Los ojos de Virginia se arrasaron de lágrimas, se tapó la cara con las manos.
-Se refiere usted al «Jardín de la Muerte» -susurró.
-Sí, la muerte. ¡Qué hermosa debe de ser la muerte! Yacer sobre la tierra blanda y parda, con la hierba ondulando sobre la cabeza, escuchando el silencio. No tener ni ayer ni mañana. Olvidar el tiempo, perdonar lo vivido, quedar en paz. Usted puede ayudarme. Usted me puede abrir la puerta de la casa de la Muerte, porque el Amor está en usted, y el Amor es más fuerte que la Muerte[22].
Virginia temblaba y un escalofrío recorrió su cuerpo; durante unos instantes hubo silencio. Se sentía como en una terrible pesadilla.
Entonces volvió a hablar el fantasma y su voz parecía el suspirar del viento.
-¿Ha leído usted la vieja profecía inscrita en el ventanal de la biblioteca?
-¡Ah, sí!, a menudo -exclamó la niña mirándole-, me la sé muy bien. Está pintada en extrañas letras góticas, y es difícil de leer. Sólo hay seis líneas, aunque ignoro su significado.
Cuando una niña de oro
Pueda arrancar una oración de los labios del pecado,
Y cuando el almendro estéril tenga fruto,
Y una pequeña llore sus lágrimas para otro,
Entonces toda la casa quedará en silencio
Y Canterville alcanzará la paz.
-Significa -dijo con tristeza- que ha de llorar lágrimas por mí y por mis pecados, porque yo no tengo lágrimas, y rezar conmigo por mi alma, pues carezco de fe; y entonces, si siempre ha sido dulce y gentil y buena, el Angel de la Muerte se apiadará de mí. Verá usted formas horrorosas en la oscuridad, y voces malignas susurrarán en su oído, pero no le causarán el menor daño, ya que los poderes del infierno no prevalecerán frente a la pureza de una niña.
Virginia no respondió, y el fantasma se retorcía las manos de desesperación, mientras contemplaba la rubia cabeza inclinada. De pronto se puso en pie, muy pálida y, con un extraño brillo en sus ojos, dijo con firmeza.

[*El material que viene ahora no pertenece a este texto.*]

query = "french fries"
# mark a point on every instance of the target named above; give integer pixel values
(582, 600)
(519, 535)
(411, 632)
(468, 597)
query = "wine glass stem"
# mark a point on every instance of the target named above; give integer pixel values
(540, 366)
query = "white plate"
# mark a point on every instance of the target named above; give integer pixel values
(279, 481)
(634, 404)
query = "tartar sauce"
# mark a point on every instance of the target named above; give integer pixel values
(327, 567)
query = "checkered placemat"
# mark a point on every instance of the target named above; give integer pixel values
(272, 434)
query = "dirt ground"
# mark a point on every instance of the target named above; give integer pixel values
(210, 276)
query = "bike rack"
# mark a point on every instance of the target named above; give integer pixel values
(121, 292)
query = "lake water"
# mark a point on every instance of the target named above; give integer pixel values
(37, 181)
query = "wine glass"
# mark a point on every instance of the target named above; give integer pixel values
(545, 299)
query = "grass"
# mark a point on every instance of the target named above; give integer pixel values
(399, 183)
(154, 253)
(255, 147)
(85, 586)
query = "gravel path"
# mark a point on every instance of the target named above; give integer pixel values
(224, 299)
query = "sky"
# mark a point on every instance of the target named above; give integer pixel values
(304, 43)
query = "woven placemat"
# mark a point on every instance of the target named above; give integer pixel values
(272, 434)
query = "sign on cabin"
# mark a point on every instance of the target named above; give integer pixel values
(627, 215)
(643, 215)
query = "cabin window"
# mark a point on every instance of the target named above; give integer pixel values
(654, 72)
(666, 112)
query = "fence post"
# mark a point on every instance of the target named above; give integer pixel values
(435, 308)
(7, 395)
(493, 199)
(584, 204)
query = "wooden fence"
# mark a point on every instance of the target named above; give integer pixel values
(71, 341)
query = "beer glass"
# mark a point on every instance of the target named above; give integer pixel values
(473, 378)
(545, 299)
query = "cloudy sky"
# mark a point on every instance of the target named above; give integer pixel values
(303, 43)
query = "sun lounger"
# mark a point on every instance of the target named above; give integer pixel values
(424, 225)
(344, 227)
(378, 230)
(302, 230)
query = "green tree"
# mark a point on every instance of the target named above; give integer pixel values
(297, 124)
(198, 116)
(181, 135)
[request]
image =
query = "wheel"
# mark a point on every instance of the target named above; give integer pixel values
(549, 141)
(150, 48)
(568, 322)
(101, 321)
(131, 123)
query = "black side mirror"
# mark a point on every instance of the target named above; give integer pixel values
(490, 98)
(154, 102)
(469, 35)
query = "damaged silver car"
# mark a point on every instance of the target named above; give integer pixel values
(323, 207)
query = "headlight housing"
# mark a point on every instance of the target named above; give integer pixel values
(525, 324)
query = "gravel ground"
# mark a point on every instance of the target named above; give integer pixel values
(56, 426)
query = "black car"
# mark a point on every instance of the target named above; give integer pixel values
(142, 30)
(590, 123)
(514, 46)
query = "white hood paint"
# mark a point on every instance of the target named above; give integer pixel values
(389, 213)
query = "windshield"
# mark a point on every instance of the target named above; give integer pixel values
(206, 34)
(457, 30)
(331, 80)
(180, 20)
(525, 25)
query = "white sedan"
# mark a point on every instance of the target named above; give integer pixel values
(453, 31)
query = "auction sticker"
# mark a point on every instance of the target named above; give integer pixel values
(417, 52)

-No tengo miedo, y le pediré al Angel que se apiade de usted.
El se levantó de su asiento con un suspiro de alivio, le cogió la mano e inclinándose al estilo de otros tiempos se la besó. Sus dedos estaban fríos como el hielo, y sus labios ardían como el fuego, pero Virginia no vaciló cuando cruzó tras él el salón ensombrecido. En el tapiz verde descolorido había bordados unos pequeños cazadores. Soplaban unas trompetas adornadas con borlas y con sus manitas le decían que se quedara. «¡Quédate, pequeña Virginia, quédate!» -le gritaban-; pero el fantasma estrechó su mano aún más fuerte y ella cerró los ojos para no verlos. Espeluznantes animales con rabos de lagarto y ojos saltones le hacían guiños desde la chimenea tallada, y le susurraban: «¡Ten cuidado, pequeña Virginia, ten cuidado! ¡Puede que nunca te volvamos a ver!» -pero el fantasma se deslizó aún más aprisa y Virginia no les escuchó-. Al llegar al extremo opuesto de la habitación, se detuvo y murmuró unas palabras que ella no logró entender. Abrió los ojos y vio que la pared se desvanecía lentamente como la niebla y ante ella aparecía una gran caverna. Un viento frío y penetrante los envolvió y notó que algo le tiraba del vestido. «¡De prisa! ¡De prisa! -exclamó el fantasma-, ¡o será demasiado tarde!» Y al momento se cerró tras ellos el panel de madera, y la «Cámara de los Tapices» se quedó vacía.